On Charles Booth's 1898-99 poverty classification map of London, the street is shown in purple meaning ‘mixed, some comfortable others poor’. This is borne out by the late 19th century/early 20th century census returns which include houses of multiple occupation and residents living on ‘independent means' side by side in the same street. One of the town houses was even used as an orphanage by the Church Army.

==Buildings==
The terrace of Georgian houses on the east side of Homer Street dates from 1808. Westminster Council describes numbers 6 and 7, 20, 33–37, and Crawford Buildings (nos. 21–67) as Unlisted Buildings of Merit.

Much of the street was demolished at the turn the 20th century to build the Edwardian mansion blocks Crawford Buildings and Cranfield Court.

Halfway along on the west side at number 8 is Octavia House, an unassuming modern building, which was completed as a retirement home for nurses in 1975. The building is named after the great social reformer Octavia Hill.

==Crawford Buildings and Cranfield Court==
Crawford Buildings was constructed by the Artizans, Labourers & General Dwellings Company in 1893. It is one of five tenement blocks built by the company in the Marylebone area: Huntsworth Terrace (1877); East Street Buildings (now Wendover Court, Chiltern Street), (1890-2); Portman Buildings, Lisson Grove (1887); and Seymour Buildings, Seymour Place (1889). The main block of Seymour Buildings, situated between Homer Street and Seymour Place was demolished in 1980, but the shop-fronted buildings in Seymour Place survive.

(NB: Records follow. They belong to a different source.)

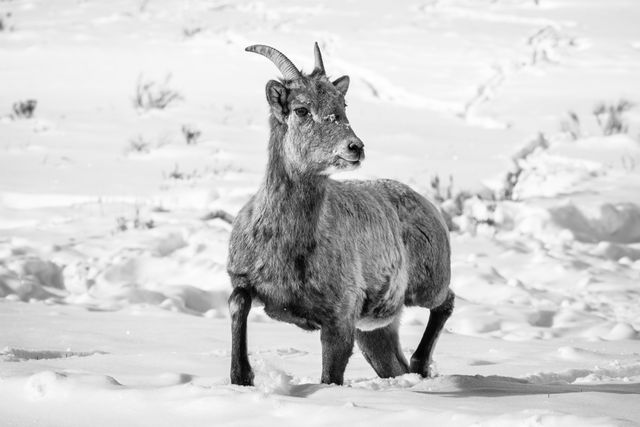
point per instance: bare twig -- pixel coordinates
(219, 214)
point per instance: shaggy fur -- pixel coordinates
(343, 257)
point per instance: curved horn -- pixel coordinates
(286, 67)
(316, 53)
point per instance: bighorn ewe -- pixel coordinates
(340, 256)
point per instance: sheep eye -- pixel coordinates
(301, 112)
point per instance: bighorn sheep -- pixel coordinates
(340, 256)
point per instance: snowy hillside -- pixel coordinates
(520, 118)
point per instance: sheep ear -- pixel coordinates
(277, 99)
(342, 84)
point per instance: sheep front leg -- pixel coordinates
(337, 346)
(239, 306)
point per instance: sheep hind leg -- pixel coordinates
(381, 348)
(421, 358)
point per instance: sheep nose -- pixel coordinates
(356, 147)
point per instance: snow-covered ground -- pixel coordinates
(113, 288)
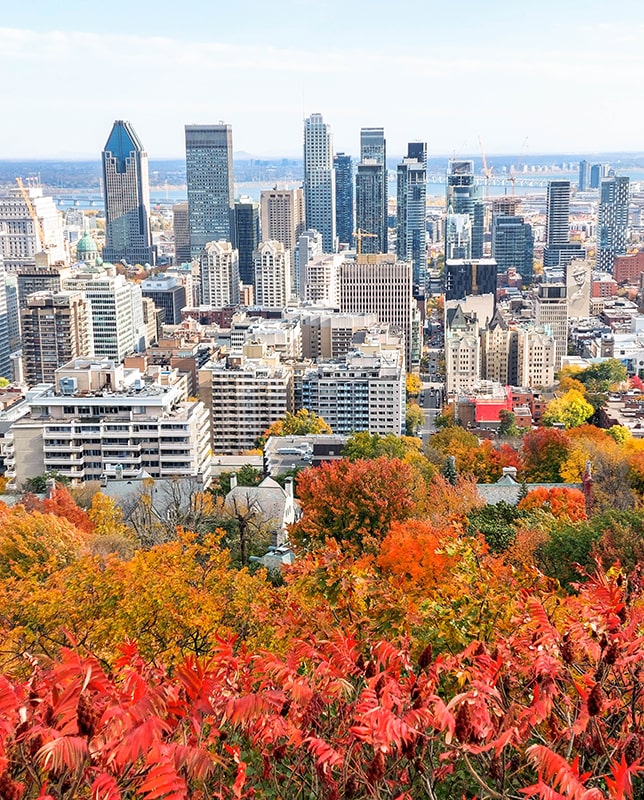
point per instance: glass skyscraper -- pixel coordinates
(126, 189)
(209, 173)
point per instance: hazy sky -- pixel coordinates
(568, 75)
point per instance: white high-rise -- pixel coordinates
(272, 275)
(319, 180)
(219, 275)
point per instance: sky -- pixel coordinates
(547, 76)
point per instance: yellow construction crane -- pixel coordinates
(32, 213)
(487, 171)
(360, 235)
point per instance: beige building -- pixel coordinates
(99, 415)
(282, 216)
(245, 393)
(56, 328)
(219, 275)
(272, 275)
(382, 284)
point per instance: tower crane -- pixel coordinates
(360, 235)
(32, 213)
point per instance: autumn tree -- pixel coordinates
(570, 410)
(354, 502)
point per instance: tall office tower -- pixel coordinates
(126, 189)
(272, 275)
(319, 181)
(168, 294)
(464, 196)
(474, 277)
(597, 172)
(343, 167)
(282, 216)
(26, 218)
(382, 284)
(248, 236)
(559, 250)
(209, 174)
(56, 327)
(412, 210)
(117, 312)
(612, 222)
(370, 217)
(513, 245)
(551, 314)
(181, 229)
(458, 236)
(219, 275)
(309, 245)
(373, 148)
(6, 370)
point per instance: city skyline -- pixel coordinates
(265, 64)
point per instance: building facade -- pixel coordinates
(209, 175)
(126, 190)
(319, 180)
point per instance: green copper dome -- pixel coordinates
(86, 245)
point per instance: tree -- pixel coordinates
(570, 410)
(543, 451)
(353, 502)
(414, 419)
(302, 423)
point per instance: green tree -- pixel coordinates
(571, 409)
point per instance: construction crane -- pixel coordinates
(32, 213)
(360, 235)
(487, 171)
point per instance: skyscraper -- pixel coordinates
(127, 197)
(411, 213)
(559, 250)
(584, 175)
(343, 167)
(248, 236)
(463, 196)
(612, 223)
(373, 151)
(209, 173)
(319, 180)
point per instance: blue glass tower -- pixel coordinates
(127, 197)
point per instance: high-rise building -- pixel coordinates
(272, 275)
(583, 183)
(373, 150)
(343, 166)
(181, 229)
(24, 225)
(474, 277)
(117, 312)
(209, 174)
(282, 216)
(56, 327)
(513, 245)
(464, 197)
(248, 236)
(127, 197)
(612, 223)
(168, 294)
(382, 284)
(559, 250)
(551, 314)
(319, 180)
(411, 242)
(219, 275)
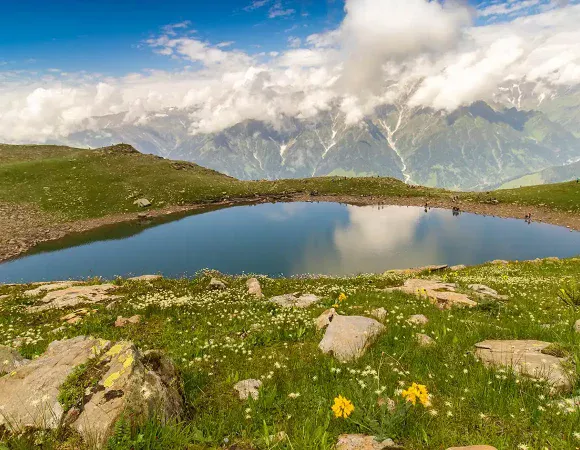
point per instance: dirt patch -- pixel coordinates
(24, 226)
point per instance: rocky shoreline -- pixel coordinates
(24, 227)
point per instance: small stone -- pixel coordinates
(379, 313)
(424, 340)
(122, 321)
(418, 319)
(142, 203)
(362, 442)
(248, 388)
(254, 287)
(325, 318)
(217, 284)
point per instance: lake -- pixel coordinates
(291, 239)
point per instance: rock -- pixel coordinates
(254, 287)
(291, 301)
(362, 442)
(143, 386)
(217, 284)
(248, 388)
(347, 337)
(73, 296)
(48, 287)
(325, 318)
(122, 321)
(379, 313)
(424, 340)
(473, 447)
(145, 278)
(10, 360)
(499, 262)
(441, 294)
(526, 357)
(483, 290)
(418, 319)
(142, 202)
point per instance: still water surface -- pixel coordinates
(293, 238)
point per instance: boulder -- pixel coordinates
(485, 291)
(418, 319)
(10, 359)
(216, 284)
(291, 301)
(254, 287)
(526, 357)
(424, 340)
(122, 321)
(473, 447)
(441, 294)
(248, 388)
(145, 278)
(379, 314)
(73, 296)
(325, 318)
(142, 202)
(362, 442)
(44, 288)
(347, 337)
(127, 383)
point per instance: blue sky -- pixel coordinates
(106, 36)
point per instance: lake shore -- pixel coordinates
(24, 227)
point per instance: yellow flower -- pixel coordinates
(417, 392)
(342, 407)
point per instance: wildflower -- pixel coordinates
(417, 392)
(342, 407)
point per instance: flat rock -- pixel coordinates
(526, 358)
(347, 337)
(440, 294)
(254, 287)
(43, 288)
(145, 278)
(142, 202)
(10, 359)
(248, 388)
(362, 442)
(122, 321)
(292, 301)
(73, 296)
(324, 319)
(486, 291)
(143, 385)
(418, 319)
(473, 447)
(424, 340)
(217, 284)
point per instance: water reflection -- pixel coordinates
(297, 238)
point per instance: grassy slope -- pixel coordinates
(77, 184)
(219, 338)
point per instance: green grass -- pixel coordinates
(218, 338)
(73, 184)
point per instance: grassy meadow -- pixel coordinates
(217, 338)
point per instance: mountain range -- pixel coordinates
(523, 130)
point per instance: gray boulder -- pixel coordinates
(347, 337)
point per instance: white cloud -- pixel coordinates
(381, 48)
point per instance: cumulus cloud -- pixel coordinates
(425, 53)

Enid Elliott Linder lived at 67 Crawford Buildings from January 1933 to March 1939 and recalled the poverty and wealth of 1930s Marylebone in her memoir, We Learnt about Hitler at the Mickey Mouse Club, which was published posthumously in 2021.

Cranfield Court, on the opposite side of Homer Street, dates from 1901-2. It consists of five separate blocks which were originally called Clayton House (now number 1-10 Cranfield Court); Hudson House (11-20); Burgoyne House (21-30); Woburn House (31-40); and Cranfield House (41-50). Originally part of the Duke of Portland’s estate, the properties were sold at auction in 1952 with several other properties in Marylebone to help pay death duties.

==Freshwater Place==
The intact ceramic archway between Octavia House and Crawford Buildings once led to Freshwater Place, a small terrace of houses tucked away between Homer Street and Homer Row. These buildings were acquired for Octavia Hill by leading Victorian art critic John Ruskin in 1866. The environment was described as 'a bit of desolate ground occupied by dilapidated cowsheds and manure heaps.' which Hill turned into a small playground for the tenants, where Ruskin planted some trees. This was Hill's second project in her ongoing efforts to replace slum dwellings with decent housing. Freshwater Place was demolished in 1961.

Elliot Linder recalled Freshwater Place of the 1930s:

'When [my sister] Joan and I wandered in through that deep archway for the first time, we found ourselves facing a broad rectangle of shaggy grass, like a village green. It was surrounded on three sides by old tumbledown two-storey cottages with small windows and very low doors. Cottagey flowers grew in pots on the windowsills, and the people who lived there seemed to be mainly late middle-aged or elderly.'

Freshwater Place took its name from a large well which was once overlooked by the houses. It measured 6 feet in diameter and had a depth of 145 feet. Water from this well once supplied the nearby Yorkshire Stingo brewery.

==Character==
In its early days, Homer Street had shops and businesses on the ground floor of many buildings. Whilst some shop fronts have since disappeared, two of Marylebone's old pub buildings remain. The Olive Branch at the corner with Crawford Street is now Italian restaurant Bricioli, and halfway down the street, The Beehive is currently being renovated. The Beehive narrowly escaped demolition linked to St Marylebone Council's slum clearance programme in 1956, when the Freshwater Place/Homer Row scheme was cut back to exclude properties fronting Homer Street. The Olive Branch's 1988 reincarnation as The Quintin Hogg earned a wry put-down from Alan Coren in The Times Diary: 'Where will it end? Are we soon to have The Dog and Tebbit, or The Two Jolly Kinnocks?' Typically for the urban village it's part of, Homer Street is home to long-term residents and young professionals alike.